Kurt Russell gives a deliriously wicked turn as an amoral Willy Loman who goes to work for a dealership run by the blandly decent and commercially unsuccessful Jack Warden, who clearly has a blast playing this part as well as that of hi chief competitor, his own devious twin brother. In a full out War of the Wardens, Used Cars is a gloves-off affair that leaves few wonderully tasteless and cynical gags untouched.
The film's incessant assault on its characters and their perverse quest for the American Holy Grail (money and power) has the pacing and energy of a 1930's zany screwball comedy, but is much darker in spirit. Russell, in a stunning break from his youthful Disney roles, epitomizes the archetypal unscrupulous salesman who will stop at nothing to rip off his customers and crush the competition. The entire cast, many of whom were plucked from such 1960's and '70's schlock as The Munsters, Laverne and Shirley, and The Gong Show, appear to be enjoying themselves immensely as they cavort through this ridiculously obnoxious material.

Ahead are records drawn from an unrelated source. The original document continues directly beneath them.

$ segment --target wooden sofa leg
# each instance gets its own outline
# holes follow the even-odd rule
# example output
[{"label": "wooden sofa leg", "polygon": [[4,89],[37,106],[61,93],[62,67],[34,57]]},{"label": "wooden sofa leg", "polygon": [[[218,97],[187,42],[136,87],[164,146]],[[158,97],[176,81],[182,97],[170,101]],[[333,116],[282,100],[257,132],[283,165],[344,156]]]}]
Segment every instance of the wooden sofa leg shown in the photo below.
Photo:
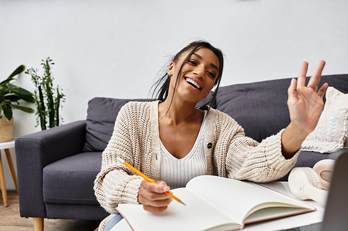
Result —
[{"label": "wooden sofa leg", "polygon": [[35,231],[43,231],[43,218],[42,217],[33,217],[33,221],[34,222],[34,230]]}]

The anger at the heart of the humor, as well as the broadness of the comedy combined to limit the film's audience. Zemeckis, however, was able to springboard from Used Cars to the kinder, gentler Indiana Jones homage Romancing the Stone, the wildly successful Back to the Future trilogy, and, eventually, to the Oscar-winning and wildly overpraised Forrest Gump.